On Sunday, long-time Member of Parliament Markku Rossi, 59, formally registered his relationship with artist and publisher Matti Kaarlejärvi in a ceremony at their home in Kuopio, eastern Finland. The news was first reported by local paper Savon Sanomat, the only media invited to the event.
The ceremony came just a week after the two men arrived together at the annual Independence Day ball at the Presidential Palace. Afterwards Rossi complained that an Yle TV commentator had described Kaarlejärvi as his "spouse".
What a difference a week makes
A day after the ceremony, he struck a different tone.
"We decided that we now had to make a decision that is permanent," he told Yle. "Definitely the Palace Ball of a week ago had an impact on this. It started a storm when someone said that in front of half of Finland."

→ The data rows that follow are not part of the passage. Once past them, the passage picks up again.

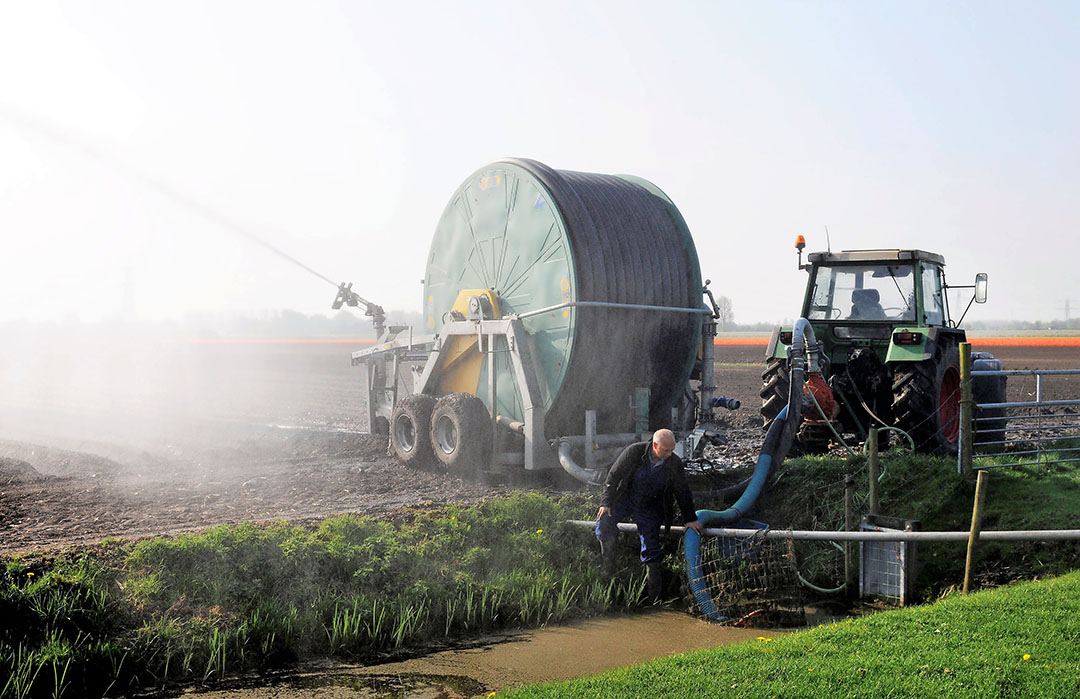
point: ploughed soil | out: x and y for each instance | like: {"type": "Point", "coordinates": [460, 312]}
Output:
{"type": "Point", "coordinates": [135, 439]}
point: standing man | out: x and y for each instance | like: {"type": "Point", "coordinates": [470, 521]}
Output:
{"type": "Point", "coordinates": [642, 484]}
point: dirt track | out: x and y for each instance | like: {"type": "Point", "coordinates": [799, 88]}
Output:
{"type": "Point", "coordinates": [157, 438]}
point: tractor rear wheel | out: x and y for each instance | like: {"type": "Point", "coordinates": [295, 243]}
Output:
{"type": "Point", "coordinates": [461, 433]}
{"type": "Point", "coordinates": [775, 384]}
{"type": "Point", "coordinates": [410, 430]}
{"type": "Point", "coordinates": [990, 422]}
{"type": "Point", "coordinates": [926, 401]}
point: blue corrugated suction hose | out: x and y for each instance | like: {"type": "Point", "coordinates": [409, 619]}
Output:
{"type": "Point", "coordinates": [778, 441]}
{"type": "Point", "coordinates": [719, 518]}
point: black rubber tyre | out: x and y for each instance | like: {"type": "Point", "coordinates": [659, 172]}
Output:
{"type": "Point", "coordinates": [990, 422]}
{"type": "Point", "coordinates": [775, 384]}
{"type": "Point", "coordinates": [926, 401]}
{"type": "Point", "coordinates": [410, 430]}
{"type": "Point", "coordinates": [461, 433]}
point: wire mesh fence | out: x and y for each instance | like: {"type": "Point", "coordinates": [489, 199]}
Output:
{"type": "Point", "coordinates": [752, 581]}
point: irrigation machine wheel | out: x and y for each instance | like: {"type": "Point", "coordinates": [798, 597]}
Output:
{"type": "Point", "coordinates": [461, 433]}
{"type": "Point", "coordinates": [410, 429]}
{"type": "Point", "coordinates": [926, 401]}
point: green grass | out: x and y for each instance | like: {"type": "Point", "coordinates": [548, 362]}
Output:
{"type": "Point", "coordinates": [198, 607]}
{"type": "Point", "coordinates": [165, 613]}
{"type": "Point", "coordinates": [1018, 641]}
{"type": "Point", "coordinates": [810, 496]}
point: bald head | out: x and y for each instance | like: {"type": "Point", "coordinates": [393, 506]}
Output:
{"type": "Point", "coordinates": [664, 437]}
{"type": "Point", "coordinates": [663, 444]}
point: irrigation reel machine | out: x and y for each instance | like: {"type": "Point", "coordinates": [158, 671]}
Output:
{"type": "Point", "coordinates": [565, 319]}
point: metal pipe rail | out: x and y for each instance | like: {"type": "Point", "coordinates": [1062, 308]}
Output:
{"type": "Point", "coordinates": [810, 535]}
{"type": "Point", "coordinates": [1026, 372]}
{"type": "Point", "coordinates": [559, 307]}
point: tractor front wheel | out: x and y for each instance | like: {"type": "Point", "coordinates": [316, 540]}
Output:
{"type": "Point", "coordinates": [410, 428]}
{"type": "Point", "coordinates": [926, 401]}
{"type": "Point", "coordinates": [774, 387]}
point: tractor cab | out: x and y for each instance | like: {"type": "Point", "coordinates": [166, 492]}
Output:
{"type": "Point", "coordinates": [863, 286]}
{"type": "Point", "coordinates": [889, 348]}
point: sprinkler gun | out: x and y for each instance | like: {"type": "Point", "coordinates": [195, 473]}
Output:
{"type": "Point", "coordinates": [348, 297]}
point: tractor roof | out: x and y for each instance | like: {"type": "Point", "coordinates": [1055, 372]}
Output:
{"type": "Point", "coordinates": [875, 256]}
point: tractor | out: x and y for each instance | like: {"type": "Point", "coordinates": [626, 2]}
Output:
{"type": "Point", "coordinates": [889, 350]}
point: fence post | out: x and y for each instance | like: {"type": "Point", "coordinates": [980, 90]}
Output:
{"type": "Point", "coordinates": [976, 525]}
{"type": "Point", "coordinates": [849, 524]}
{"type": "Point", "coordinates": [966, 412]}
{"type": "Point", "coordinates": [872, 466]}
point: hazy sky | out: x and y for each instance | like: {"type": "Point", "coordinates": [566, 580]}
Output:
{"type": "Point", "coordinates": [338, 131]}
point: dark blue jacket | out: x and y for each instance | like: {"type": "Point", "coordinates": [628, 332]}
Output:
{"type": "Point", "coordinates": [675, 486]}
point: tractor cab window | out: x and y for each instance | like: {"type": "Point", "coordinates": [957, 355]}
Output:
{"type": "Point", "coordinates": [933, 307]}
{"type": "Point", "coordinates": [863, 293]}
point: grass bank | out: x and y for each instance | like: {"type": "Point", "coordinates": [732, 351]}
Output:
{"type": "Point", "coordinates": [245, 597]}
{"type": "Point", "coordinates": [1018, 641]}
{"type": "Point", "coordinates": [809, 495]}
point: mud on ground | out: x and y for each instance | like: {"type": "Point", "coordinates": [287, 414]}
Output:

The broadcast, always the most popular of the year, was watched by 2.6 million people out of a population of just under five and a half million.
Rossi says that reaction to their decision has been nearly all positive and supportive.
"Indeed, I must really say that I'm happily surprised by this, and quite relieved, too," he says.
No regrets about 'no' vote
The gender-neutral Marriage Act was ratified by Parliament in November 2014 by a vote of 105-92. Voting against it were all the Christian Democrat MPs as well as nearly all members of the Finns Party and the Centre Party, including Rossi.
"I would still vote the same way," Rossi told Yle on Monday.
Rossi says he considered the campaign for same-sex marriage as "understandable". However he said he did not approve of the law because the classical term "marriage" would not be associated with church weddings. The lawmaker added that he did not want to vote for a bill that would cause problems for the dominant state-supported Evangelical Lutheran Church.
"I have always approved of people of the same gender having registered partnerships," added Rossi, who has been an MP since 1991.
The gender-neutral Marriage Act was signed into law by President Sauli Niinistö last February. The amendments enter into force in March 2017.